Diana Botluk is a reference librarian at the Judge Kathryn J. DuFour Law Library at the Catholic University of America in Washington, D.C., and is the author of the The Legal List: Research on the Internet. She teaches legal research at CAPCON, Catholic University Law School, and the University of Maryland. Take a class with Diana! Here's how...
Click Here for a PDF format of this article
General Web search engines are getting smarter. Yes, I know, only living creatures get smarter. Computers don't think, they only do math. But in the case of search engines, this year they're doing it better. Many of the general Web search engines have added a new feature that attempts to anticipate what it is the researcher wants, sort of the way librarians sometimes have to guess at what it is their patrons really want, instead of what they ask for. Have you seen the Web site Ask Jeeves (http://www.askjeeves.com). This exemplifies the concept. Researcher types in search request and AskJeeves replies with many possible questions which might actually represent what researcher is looking for. For example, I typed in campbell soup and asked Jeeves. Before Jeeves listed my Web search results he came back and told me he found answers to the following questions, and listed several questions like "what is the company Web site?" or "where can I find stock quotes?" Clicking on a questions retrieves its answer.
So what does that have to do with general Web search engines? It seems this is the hot new feature for the year 2000, and more of the general Web search engines are incorporating anticipated questions into their Web results. Of the six search engines I included on the features comparison, AltaVista and Excite suggested questions I might want answered. While Go.com did not suggest questions to be answered, it did suggest possible new searches I might want to try. And both Lycos and HotBot told me what other searches people did who did the same search as me, sort of like Amazon's "people who read this book also read...."
Although general Web search engines are getting easier to use, sometimes locating relevant information is still like looking for a needle in a haystack. General search engines are not always the proper tool to use when trying to locate specific information. It is often better to locate a database likely to contain the desired information and search for it within that database.* However, sometimes that isn't possible. And sometimes we want to be more general, casting a wider net to see what we come up with. At these times, we may choose to use a general search engine. There are so many general Web search engines that often we don't know which one to choose. The chart that follows will compare the features of six popular search engines. In this way, researchers can see at a glance which search engine offers which features, and be more informed as to their choices. Ultimately, a researcher armed with this knowledge will be able to pick the best tool for the particular job.

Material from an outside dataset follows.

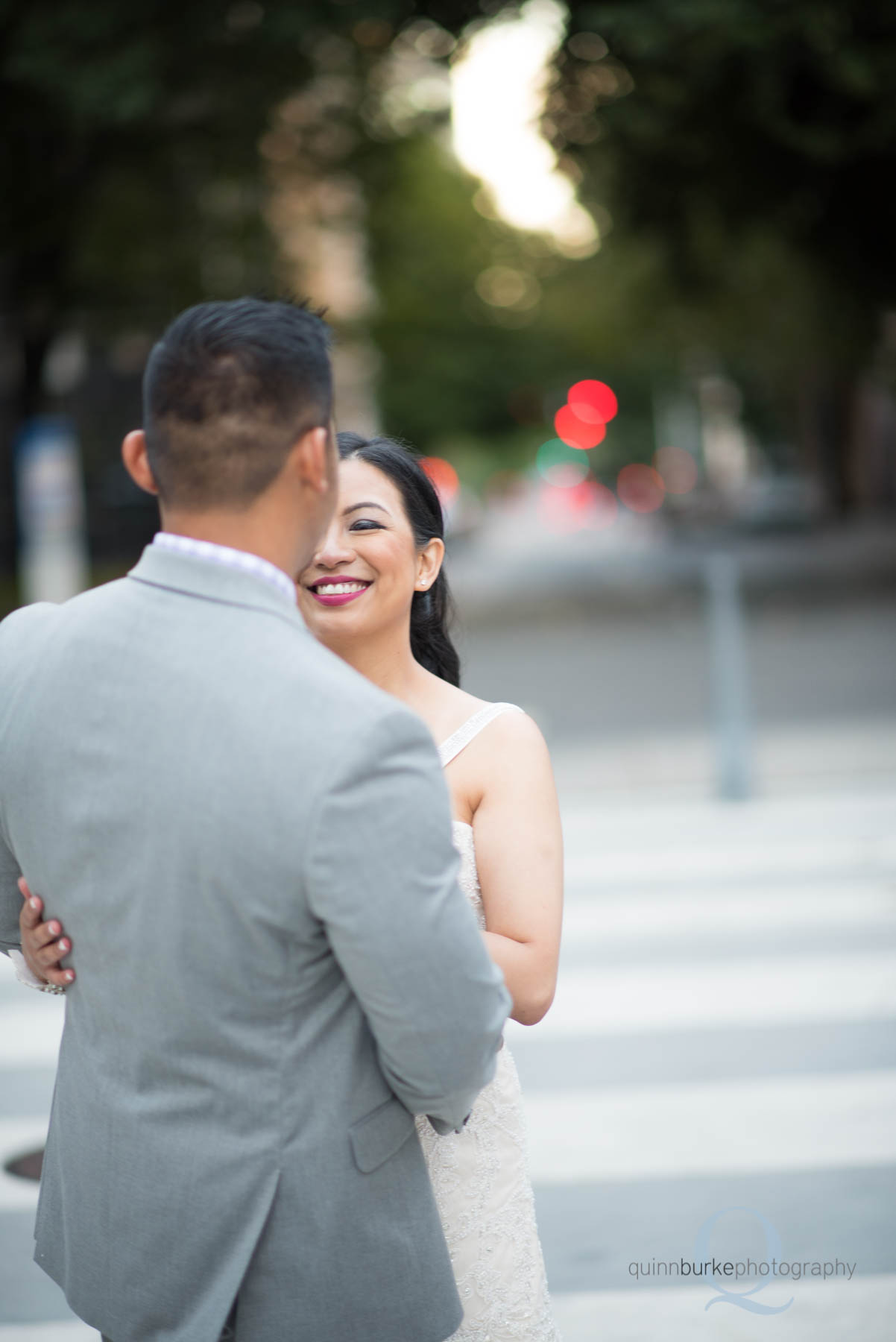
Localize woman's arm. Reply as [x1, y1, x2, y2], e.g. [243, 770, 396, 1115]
[467, 713, 564, 1025]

AltaVista provides a lot of search construction options for sophisticated searchers, and therefore has long enjoyed favor by information professionals. Besides traditional Boolean search options, AltaVista has many field restrictors, and also has an interesting forced phrase searching feature. In a basic AltaVista search, the search engine treats two terms together that are statistically most likely to be a phrase as a phrase, even without quotes. This changes in AltaVista's advanced search, where it depends on which search box you use. In the Boolean search box, all terms are treated as a phrase unless there is a connector between them. In the Sort by search box, tems are treated individually, and a phrase must be designated by quotes. Note that AltaVista not only supports truncation, but also internal wildcards when and asterisk (*) is used.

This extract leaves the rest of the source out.